Consta que as vítimas foram mortas com tiros de pistola, porém, a pedido da Polícia Civil os corpos não foram periciados, devido a distância da regional da Politec (Perícia Oficial do estado), que fica na cidade de Juína, distante cerca de 300 quilômetros. Os corpos, porém, passaram por necropsia.

A apuração do caso corre em sigilo e até o momento nenhum suspeito foi preso.


Josias, que residia com a mulher em um assentamento da região, esteve em Cuiabá cerca de duas semanas antes de ser morto e denunciou durante audiência pública com a Ouvidoria Agrária Nacional, que estava sofrendo ameaças de morte. As ameaças seriam pelo fato de ele ter denunciado crimes como grilagem de terras que teriam sido promovida por fazendeiros, expedição de títulos irregulares pelo estado e a extração ilegal de madeira, sendo que esta última estaria sendo facilitada pela polícia.

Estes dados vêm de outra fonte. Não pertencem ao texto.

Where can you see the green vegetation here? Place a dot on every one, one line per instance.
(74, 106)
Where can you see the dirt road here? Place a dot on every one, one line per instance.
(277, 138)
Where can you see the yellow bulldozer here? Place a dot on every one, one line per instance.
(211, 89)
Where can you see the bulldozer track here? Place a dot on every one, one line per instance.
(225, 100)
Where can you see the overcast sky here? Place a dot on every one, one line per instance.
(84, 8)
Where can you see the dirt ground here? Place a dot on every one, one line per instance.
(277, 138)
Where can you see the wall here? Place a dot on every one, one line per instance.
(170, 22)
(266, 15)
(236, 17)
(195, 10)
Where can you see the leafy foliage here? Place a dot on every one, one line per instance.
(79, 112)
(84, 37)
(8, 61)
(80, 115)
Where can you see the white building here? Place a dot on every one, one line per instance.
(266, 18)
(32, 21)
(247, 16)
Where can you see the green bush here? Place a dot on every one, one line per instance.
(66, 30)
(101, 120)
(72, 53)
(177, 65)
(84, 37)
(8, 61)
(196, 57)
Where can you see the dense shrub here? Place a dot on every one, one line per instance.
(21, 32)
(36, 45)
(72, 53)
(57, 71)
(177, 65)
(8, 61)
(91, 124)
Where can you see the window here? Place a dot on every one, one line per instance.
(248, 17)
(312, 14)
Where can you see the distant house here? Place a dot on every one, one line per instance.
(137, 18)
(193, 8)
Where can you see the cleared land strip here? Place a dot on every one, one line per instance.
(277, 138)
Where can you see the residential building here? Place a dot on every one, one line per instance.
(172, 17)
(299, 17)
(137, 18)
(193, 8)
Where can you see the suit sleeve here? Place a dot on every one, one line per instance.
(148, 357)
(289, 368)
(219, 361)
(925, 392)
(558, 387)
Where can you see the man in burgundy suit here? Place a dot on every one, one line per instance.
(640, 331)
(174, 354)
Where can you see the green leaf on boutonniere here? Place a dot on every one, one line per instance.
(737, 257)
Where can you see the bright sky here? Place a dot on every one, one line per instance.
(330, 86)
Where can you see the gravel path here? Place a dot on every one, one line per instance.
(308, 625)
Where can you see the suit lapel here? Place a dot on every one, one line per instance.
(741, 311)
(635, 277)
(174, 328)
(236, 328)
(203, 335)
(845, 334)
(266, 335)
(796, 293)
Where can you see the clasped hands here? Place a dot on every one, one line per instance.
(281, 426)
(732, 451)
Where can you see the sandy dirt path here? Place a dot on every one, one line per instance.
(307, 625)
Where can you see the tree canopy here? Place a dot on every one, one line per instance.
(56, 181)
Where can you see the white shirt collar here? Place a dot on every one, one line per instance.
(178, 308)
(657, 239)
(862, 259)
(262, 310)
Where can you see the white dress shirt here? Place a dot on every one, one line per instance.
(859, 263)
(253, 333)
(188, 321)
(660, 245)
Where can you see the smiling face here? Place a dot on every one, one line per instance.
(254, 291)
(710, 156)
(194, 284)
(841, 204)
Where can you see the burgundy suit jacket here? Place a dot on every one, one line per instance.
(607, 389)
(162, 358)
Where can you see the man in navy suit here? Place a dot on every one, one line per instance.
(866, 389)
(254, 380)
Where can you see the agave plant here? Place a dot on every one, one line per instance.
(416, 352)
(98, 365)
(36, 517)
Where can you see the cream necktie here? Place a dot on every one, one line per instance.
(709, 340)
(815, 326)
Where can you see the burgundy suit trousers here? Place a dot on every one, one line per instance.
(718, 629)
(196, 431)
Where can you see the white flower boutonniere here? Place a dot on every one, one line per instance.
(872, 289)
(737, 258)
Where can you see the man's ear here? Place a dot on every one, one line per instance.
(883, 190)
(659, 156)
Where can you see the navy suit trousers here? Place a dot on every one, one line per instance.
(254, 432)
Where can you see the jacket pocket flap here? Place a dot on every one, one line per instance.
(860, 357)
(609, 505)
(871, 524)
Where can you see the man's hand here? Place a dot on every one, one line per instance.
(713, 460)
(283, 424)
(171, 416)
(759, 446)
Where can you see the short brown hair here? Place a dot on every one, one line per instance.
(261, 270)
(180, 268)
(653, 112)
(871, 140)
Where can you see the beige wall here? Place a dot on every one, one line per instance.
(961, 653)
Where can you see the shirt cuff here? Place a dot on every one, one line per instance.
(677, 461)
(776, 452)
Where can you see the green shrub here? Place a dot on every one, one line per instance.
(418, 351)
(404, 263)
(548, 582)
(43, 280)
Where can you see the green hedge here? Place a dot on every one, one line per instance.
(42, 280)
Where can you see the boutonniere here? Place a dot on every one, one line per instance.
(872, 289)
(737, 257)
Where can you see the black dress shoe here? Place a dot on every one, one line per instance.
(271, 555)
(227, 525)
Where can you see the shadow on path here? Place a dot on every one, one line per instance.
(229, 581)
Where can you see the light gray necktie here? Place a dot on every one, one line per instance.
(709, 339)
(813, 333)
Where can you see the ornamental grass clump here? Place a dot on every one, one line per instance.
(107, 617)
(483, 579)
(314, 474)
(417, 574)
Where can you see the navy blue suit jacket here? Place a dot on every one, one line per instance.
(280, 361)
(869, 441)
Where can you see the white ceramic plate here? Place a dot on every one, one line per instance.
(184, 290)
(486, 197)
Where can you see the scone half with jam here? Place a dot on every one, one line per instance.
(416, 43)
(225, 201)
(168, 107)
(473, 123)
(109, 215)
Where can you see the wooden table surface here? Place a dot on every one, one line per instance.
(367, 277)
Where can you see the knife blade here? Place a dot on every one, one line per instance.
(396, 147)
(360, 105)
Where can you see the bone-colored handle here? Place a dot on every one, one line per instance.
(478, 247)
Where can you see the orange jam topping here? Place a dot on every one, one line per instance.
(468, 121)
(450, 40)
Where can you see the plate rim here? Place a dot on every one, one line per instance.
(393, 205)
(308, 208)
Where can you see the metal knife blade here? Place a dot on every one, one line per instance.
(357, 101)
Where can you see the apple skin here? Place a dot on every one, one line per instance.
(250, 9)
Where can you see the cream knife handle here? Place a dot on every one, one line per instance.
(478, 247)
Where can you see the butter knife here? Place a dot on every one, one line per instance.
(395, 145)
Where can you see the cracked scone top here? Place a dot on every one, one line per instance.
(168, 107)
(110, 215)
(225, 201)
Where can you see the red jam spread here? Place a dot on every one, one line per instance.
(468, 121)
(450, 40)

Conforme o G1, o Ministério Público encaminhou ofício ao governo pedindo providências urgentes e a inclusão das pessoas ameaçadas de morte na região no programa de proteção à testemunha. No pedido também foi incluída a região de União do Sul, onde três dias antes uma integrante do Movimento dos Trabalhadores Sem Terra (MST), foi morta a tiros em uma área de litígio. 


Somente no ano passado, 27 pessoas ligadas ao campo sofreram ameaças de morte, sendo registrados três assassinatos. Em 2012 foram 21 ameaças e em 2011, 10, conforme dados da Comissão Pastoral da Terra (CPT).